Vitamin D — The Hormone of Calcium Homeostasis

Vitamin D is more accurately a prohormone than a vitamin — the body synthesises it from cholesterol using sunlight.

Vitamin D — The Hormone of Calcium Homeostasis

Figure: Vitamin D — The Hormone of Calcium Homeostasis

Multi-panel illustration of vitamin D: three-step activation pathway (skin → liver → kidney), calcitriol functions on intestine/bone/kidney, PTH-vitamin D-calcium regulatory axis, and rickets vs osteomalacia clinical features

Two-step activation:
1. In skin: 7-dehydrocholesterol + UV-B light → cholecalciferol (Vitamin D₃)
2. In liver: D₃ + hydroxylase → 25-hydroxyvitamin D (storage form; measured in blood)
3. In kidney: 25-OH-D₃ + 1α-hydroxylase1,25-dihydroxyvitamin D₃ = calcitriol (active hormone)

PTH stimulates 1α-hydroxylase in the kidney → increases calcitriol production when calcium falls.

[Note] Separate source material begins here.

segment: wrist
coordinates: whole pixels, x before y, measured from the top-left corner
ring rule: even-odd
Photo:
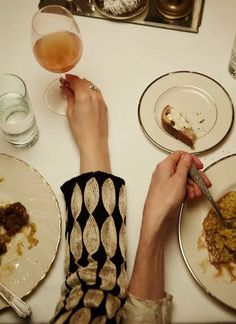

Functions of calcitriol (1,25-(OH)₂D₃):
- Intestine: increases absorption of calcium and phosphate
- Bone: promotes bone mineralisation (with adequate Ca/P); also mobilises Ca from bone in excess
- Kidney: promotes renal calcium reabsorption
- Immune modulation, muscle function, cell differentiation (via nuclear receptors — VDR)

Deficiency:
- Children → Rickets: inadequate bone mineralisation → soft bones → bowing of legs (genu varum), swelling at costochondral junctions (rachitic rosary), frontal bossing, delayed dentition
- Adults → Osteomalacia: bone pain, muscle weakness, pseudofractures on X-ray (Looser's zones)
- Severe hypocalcaemia: tetany, carpopedal spasm, positive Chvostek/Trousseau sign

India context: 70–90% of Indians are vitamin D deficient due to: limited outdoor activity, indoor work, full clothing coverage, high melanin skin (reduces UV absorption), and phytate-rich vegetarian diets (phytates bind Ca in gut). Even in sunny India, rickets remains prevalent.